Lihat ke Halaman Asli

Ismail Ilhams

Mahasiswa/Ilmu pemerintahan/Universitas Sultan Ageng Tirtayasa

Kultus Dedi Mulyadi: Karisma atau Kuasa Lokal?

Diperbarui: 22 Juli 2025   23:14

Kompasiana adalah platform blog. Konten ini menjadi tanggung jawab bloger dan tidak mewakili pandangan redaksi Kompas.

Politik. Sumber ilustrasi: FREEPIK/Freepik

Dedi Mulyadi atau yang biasa kita dengar di media sebagai KDM, Pemimpin Jawa Barat ini dikenal sebagai pemimpin Visioner, merakyat dan figur populer dimedia media sosial terutama.
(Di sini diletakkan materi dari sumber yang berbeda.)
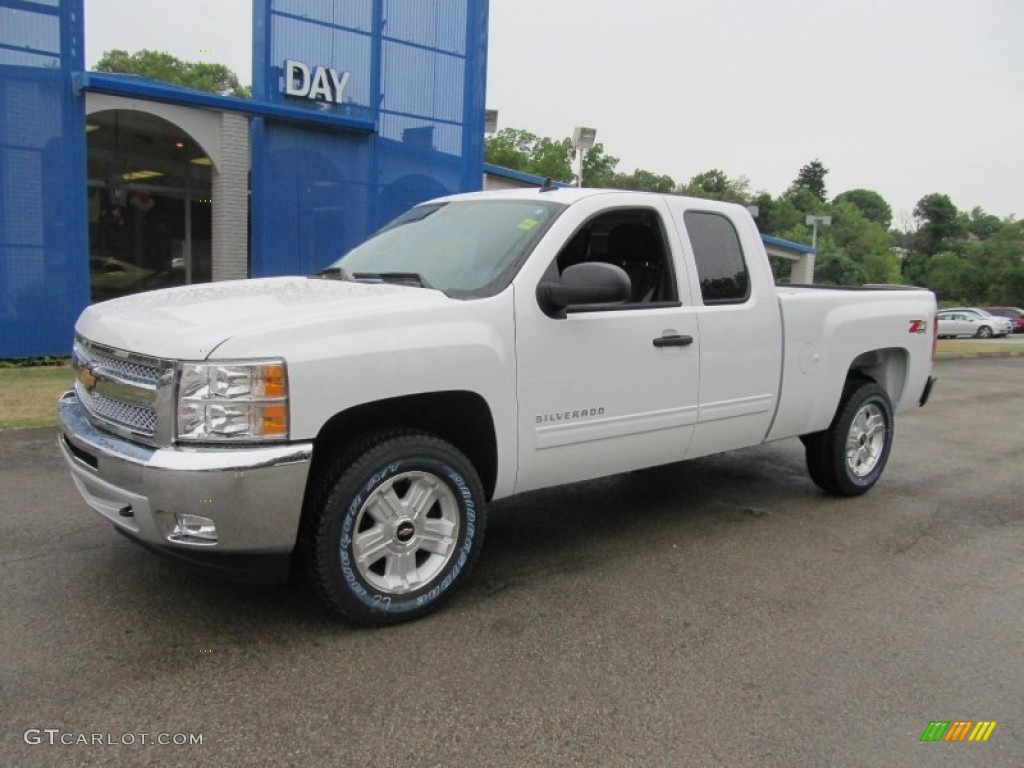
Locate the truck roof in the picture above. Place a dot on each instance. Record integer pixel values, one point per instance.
(568, 196)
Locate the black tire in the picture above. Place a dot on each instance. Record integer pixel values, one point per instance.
(849, 458)
(393, 527)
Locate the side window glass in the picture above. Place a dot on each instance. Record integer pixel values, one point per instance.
(632, 240)
(721, 268)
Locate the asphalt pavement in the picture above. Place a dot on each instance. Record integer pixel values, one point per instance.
(719, 612)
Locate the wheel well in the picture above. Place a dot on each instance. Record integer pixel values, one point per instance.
(460, 418)
(887, 368)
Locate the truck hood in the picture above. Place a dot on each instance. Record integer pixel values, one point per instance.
(188, 323)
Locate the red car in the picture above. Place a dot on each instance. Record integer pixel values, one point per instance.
(1015, 313)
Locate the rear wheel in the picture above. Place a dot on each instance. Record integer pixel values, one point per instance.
(848, 458)
(394, 527)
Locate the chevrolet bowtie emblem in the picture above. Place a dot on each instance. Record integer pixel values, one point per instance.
(87, 378)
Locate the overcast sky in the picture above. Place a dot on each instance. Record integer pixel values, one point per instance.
(902, 96)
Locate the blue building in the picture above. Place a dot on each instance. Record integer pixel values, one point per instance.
(111, 183)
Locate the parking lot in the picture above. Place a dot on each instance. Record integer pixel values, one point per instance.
(717, 612)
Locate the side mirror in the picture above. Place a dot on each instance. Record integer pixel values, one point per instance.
(589, 283)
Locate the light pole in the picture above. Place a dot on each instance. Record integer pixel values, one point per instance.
(813, 221)
(583, 140)
(489, 122)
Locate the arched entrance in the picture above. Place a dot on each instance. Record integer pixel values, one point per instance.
(150, 198)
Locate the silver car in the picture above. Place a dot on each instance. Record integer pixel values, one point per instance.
(972, 322)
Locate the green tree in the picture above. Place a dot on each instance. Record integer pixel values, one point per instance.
(871, 205)
(982, 225)
(776, 215)
(956, 278)
(522, 151)
(939, 222)
(598, 167)
(812, 178)
(213, 78)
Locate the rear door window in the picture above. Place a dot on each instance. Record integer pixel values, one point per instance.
(721, 266)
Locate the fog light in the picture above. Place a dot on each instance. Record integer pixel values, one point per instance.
(194, 526)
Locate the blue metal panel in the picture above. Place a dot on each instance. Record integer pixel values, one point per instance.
(44, 270)
(417, 72)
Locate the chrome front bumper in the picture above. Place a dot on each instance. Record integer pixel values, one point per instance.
(252, 493)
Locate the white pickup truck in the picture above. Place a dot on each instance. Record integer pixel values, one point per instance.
(359, 420)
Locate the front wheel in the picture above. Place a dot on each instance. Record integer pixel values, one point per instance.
(848, 458)
(394, 528)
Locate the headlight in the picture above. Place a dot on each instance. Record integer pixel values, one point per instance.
(232, 401)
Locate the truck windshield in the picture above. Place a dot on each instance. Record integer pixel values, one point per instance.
(463, 248)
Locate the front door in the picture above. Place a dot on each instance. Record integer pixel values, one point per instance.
(612, 388)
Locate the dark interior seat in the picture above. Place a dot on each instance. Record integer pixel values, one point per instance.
(634, 247)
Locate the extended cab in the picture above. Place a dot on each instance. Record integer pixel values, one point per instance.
(478, 346)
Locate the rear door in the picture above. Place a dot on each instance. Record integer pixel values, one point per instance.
(739, 325)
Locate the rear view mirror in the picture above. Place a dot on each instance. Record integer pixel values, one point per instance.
(589, 283)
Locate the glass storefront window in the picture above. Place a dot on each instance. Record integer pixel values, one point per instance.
(150, 205)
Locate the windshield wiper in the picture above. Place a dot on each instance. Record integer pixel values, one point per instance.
(401, 279)
(333, 272)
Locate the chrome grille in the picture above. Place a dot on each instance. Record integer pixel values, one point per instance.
(136, 418)
(126, 392)
(137, 372)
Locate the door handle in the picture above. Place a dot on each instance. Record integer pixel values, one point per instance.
(675, 340)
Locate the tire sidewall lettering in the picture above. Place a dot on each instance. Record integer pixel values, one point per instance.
(467, 537)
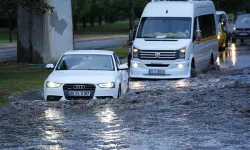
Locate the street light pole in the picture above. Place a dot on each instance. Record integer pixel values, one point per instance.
(131, 14)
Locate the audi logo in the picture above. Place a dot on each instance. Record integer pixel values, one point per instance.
(157, 55)
(78, 87)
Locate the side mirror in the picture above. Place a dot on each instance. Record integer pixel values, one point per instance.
(50, 66)
(123, 67)
(198, 35)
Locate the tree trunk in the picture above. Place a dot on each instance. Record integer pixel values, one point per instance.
(131, 14)
(106, 20)
(83, 22)
(30, 38)
(10, 29)
(92, 21)
(75, 25)
(100, 20)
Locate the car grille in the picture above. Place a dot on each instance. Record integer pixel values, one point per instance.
(87, 87)
(243, 29)
(158, 54)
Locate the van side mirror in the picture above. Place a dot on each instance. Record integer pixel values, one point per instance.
(50, 66)
(198, 35)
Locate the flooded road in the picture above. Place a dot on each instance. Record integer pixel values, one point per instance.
(209, 112)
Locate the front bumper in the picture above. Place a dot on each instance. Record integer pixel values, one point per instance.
(172, 71)
(60, 94)
(241, 34)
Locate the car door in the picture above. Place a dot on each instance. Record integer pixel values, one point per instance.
(122, 75)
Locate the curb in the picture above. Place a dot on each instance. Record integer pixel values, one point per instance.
(8, 109)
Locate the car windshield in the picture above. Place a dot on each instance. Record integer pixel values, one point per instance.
(165, 27)
(86, 62)
(243, 20)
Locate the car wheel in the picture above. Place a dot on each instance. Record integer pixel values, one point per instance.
(233, 40)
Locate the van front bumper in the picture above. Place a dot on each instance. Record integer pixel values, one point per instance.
(140, 69)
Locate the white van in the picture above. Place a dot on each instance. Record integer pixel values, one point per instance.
(173, 39)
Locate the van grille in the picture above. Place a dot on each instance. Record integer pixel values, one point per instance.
(158, 54)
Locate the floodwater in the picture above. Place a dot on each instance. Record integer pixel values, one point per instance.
(209, 112)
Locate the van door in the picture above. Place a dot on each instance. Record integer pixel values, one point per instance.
(209, 42)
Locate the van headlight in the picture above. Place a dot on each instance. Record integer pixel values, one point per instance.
(107, 85)
(135, 52)
(182, 53)
(50, 84)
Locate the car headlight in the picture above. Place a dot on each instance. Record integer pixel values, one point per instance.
(107, 85)
(182, 53)
(53, 84)
(135, 52)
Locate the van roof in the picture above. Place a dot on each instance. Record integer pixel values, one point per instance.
(167, 8)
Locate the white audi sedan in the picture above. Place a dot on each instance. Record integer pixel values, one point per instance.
(86, 74)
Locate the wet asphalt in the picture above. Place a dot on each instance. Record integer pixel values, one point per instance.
(210, 112)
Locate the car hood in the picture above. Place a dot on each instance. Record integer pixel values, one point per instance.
(161, 45)
(87, 77)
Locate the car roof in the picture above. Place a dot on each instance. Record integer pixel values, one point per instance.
(221, 12)
(102, 52)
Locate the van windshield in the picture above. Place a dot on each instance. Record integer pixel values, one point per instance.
(165, 27)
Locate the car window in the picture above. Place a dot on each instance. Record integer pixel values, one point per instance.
(86, 62)
(117, 60)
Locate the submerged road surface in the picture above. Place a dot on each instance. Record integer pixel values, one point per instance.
(209, 112)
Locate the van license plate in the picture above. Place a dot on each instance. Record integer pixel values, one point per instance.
(157, 72)
(79, 93)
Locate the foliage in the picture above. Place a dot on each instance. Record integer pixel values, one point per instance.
(9, 7)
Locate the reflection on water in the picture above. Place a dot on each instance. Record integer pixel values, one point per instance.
(107, 115)
(228, 58)
(111, 136)
(137, 85)
(54, 115)
(181, 84)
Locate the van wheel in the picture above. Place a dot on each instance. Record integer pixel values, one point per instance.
(193, 72)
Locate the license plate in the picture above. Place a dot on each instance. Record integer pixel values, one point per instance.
(157, 72)
(79, 93)
(243, 34)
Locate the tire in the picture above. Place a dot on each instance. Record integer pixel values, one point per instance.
(119, 92)
(234, 40)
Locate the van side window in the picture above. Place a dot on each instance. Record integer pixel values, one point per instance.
(207, 25)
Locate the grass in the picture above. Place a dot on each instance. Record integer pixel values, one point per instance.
(117, 28)
(18, 78)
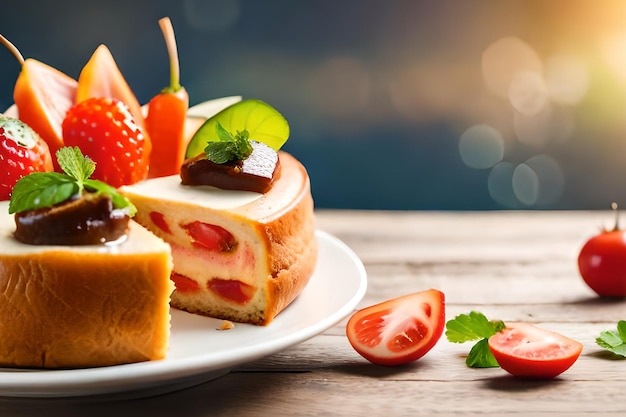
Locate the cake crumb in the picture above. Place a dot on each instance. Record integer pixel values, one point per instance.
(227, 325)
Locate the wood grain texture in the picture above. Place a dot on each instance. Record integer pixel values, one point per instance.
(509, 265)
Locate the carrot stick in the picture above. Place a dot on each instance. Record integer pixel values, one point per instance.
(167, 112)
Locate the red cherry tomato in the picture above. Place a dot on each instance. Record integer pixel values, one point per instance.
(528, 351)
(400, 330)
(602, 262)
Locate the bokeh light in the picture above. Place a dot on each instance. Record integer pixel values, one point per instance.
(481, 146)
(504, 60)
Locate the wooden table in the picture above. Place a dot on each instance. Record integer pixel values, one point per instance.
(508, 265)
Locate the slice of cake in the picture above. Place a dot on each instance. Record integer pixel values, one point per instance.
(238, 255)
(83, 306)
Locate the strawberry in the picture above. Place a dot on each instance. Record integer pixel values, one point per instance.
(22, 151)
(104, 129)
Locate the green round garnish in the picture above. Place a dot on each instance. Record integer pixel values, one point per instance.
(262, 122)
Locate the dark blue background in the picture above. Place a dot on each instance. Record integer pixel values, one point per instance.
(362, 159)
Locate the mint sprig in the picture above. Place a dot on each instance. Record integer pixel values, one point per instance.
(614, 340)
(471, 327)
(229, 147)
(45, 189)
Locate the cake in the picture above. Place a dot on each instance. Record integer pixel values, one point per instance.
(238, 255)
(83, 306)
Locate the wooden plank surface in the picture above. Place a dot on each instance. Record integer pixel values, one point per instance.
(509, 265)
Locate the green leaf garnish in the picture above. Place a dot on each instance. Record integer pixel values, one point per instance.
(262, 122)
(614, 340)
(45, 189)
(471, 327)
(230, 147)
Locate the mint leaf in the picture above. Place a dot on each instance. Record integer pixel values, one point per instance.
(472, 326)
(229, 147)
(45, 189)
(41, 189)
(119, 201)
(475, 326)
(74, 164)
(614, 340)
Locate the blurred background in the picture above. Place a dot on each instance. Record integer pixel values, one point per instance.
(420, 105)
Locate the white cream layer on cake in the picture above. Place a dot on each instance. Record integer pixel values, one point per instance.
(238, 255)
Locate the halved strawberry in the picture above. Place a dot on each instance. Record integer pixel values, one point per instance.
(22, 151)
(104, 129)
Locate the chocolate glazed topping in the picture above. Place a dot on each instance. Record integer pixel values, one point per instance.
(88, 220)
(255, 173)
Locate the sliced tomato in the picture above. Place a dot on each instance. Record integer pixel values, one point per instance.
(526, 350)
(400, 330)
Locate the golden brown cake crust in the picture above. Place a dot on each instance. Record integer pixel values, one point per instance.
(71, 309)
(283, 219)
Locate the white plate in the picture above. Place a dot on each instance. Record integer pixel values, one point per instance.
(199, 352)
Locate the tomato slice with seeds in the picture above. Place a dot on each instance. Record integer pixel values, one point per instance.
(400, 330)
(529, 351)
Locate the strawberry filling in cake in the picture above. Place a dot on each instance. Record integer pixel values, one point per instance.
(238, 255)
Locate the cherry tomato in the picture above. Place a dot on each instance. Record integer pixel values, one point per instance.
(602, 262)
(399, 330)
(529, 351)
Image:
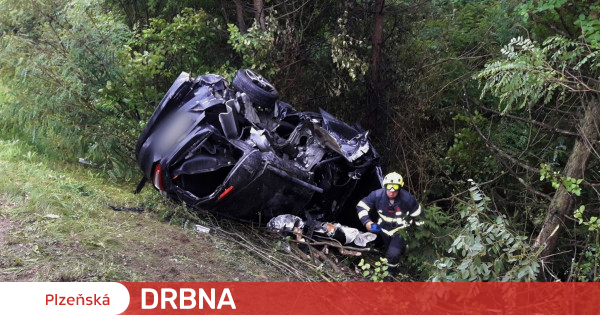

Namun dimana ada pandangan positif pasti ada pandangan negatif, mulai dari pernyataan kontroversi serta kebijakan-kebijakan yang yang terasa seperti top-down satu suara dari atas melahirkan kebijakan tanpa persetujuan bersama.

Dalam waktu singkat KDM melahirkan beberapa kebijakan yang tidak hanya menargetkan ruang publik justru menuju ranah privat, apakah ini salah satu bentuk kepemimpinan yang efektif atau justru hanya mengambarkan orang kuat lokal berkarisma yang otoriter melalui basis-basis fanatisnya?.

3 kebijakan satu model

Salah satunya adalah Penetapan Jam Malam salah satu kebijakan yang sempat viral di berbagai media, terkhususnya pelajar dilarang keluar malam (21.00-04.00 WIB) kecuali untuk kegiatan pendidikan, keagamaan, atau keperluan ekonomi. Secara satu sisi merupakan kebijakan yang positif untuk menekan potensi adanya kenakalan remaja, tetapi di sisi lain dianggap sebagai objektifikasi Pelajar, Pelajar hanya dianggap sebagai ancaman ketertiban, bukan manusia.

Kritik serupa muncul atas Larangan Study Tour bagi Pelajar. Kebijakan yang sangat ramai perihal larangan study tour ini mendapatkan 2 pandangan, kebijakan ini dilatarbelakangi oleh protes wali murid siswa yang merasa terbebani dalam masalah ekonomi belum lagi kejadian kecelakaan rombongan pelajar seringkali terjadi. Yang pasti kebijakan ini mendapatkan penolakan keras dari pelaku industri pariwisata yang merasa dirugikan.pelarangan tanpa komunikasi lebih lanjut Mark Roelofs menyatakan: "politic is talk" tanpa itu menciptakan resistensi, bahkan demonstrasi, dari masyarakat bawah yang ekonominya terdampak langsung.

Tidak kalah kontroversi kebijakan Jam Masuk Sekolah Pukul 06.00 Pagi. Dalam satu podcast KDM mengatakan bahwa jam 6 pagi siswa sudah berada dikelas ia mengatakan kebijakan ini menimbukan hal positif udara yang masih segar, kondisi jalan belum macet dengan kondisi seperti itu peran orang tua sangat penting yang dimana anak-anak akan bangun lebih pagi dan tidur tidak terlalu malam. Pernyataan ini membuat beberapa kritikan Banyak orang tua terutama yang tinggal jauh dari sekolah atau bekerja di jam jam tertentu harus menyesuaikan ulang ritme hidup mereka. Kebijakan ini juga mengasumsikan bahwa semua keluarga punya modal sosial dan ekonomi yang sama, sebuah asumsi yang sering dikritik dalam pendekatan teknokratik ala James C. Scott, di mana negara berusaha menyederhanakan kompleksitas sosial lewat satu formula kebijakan.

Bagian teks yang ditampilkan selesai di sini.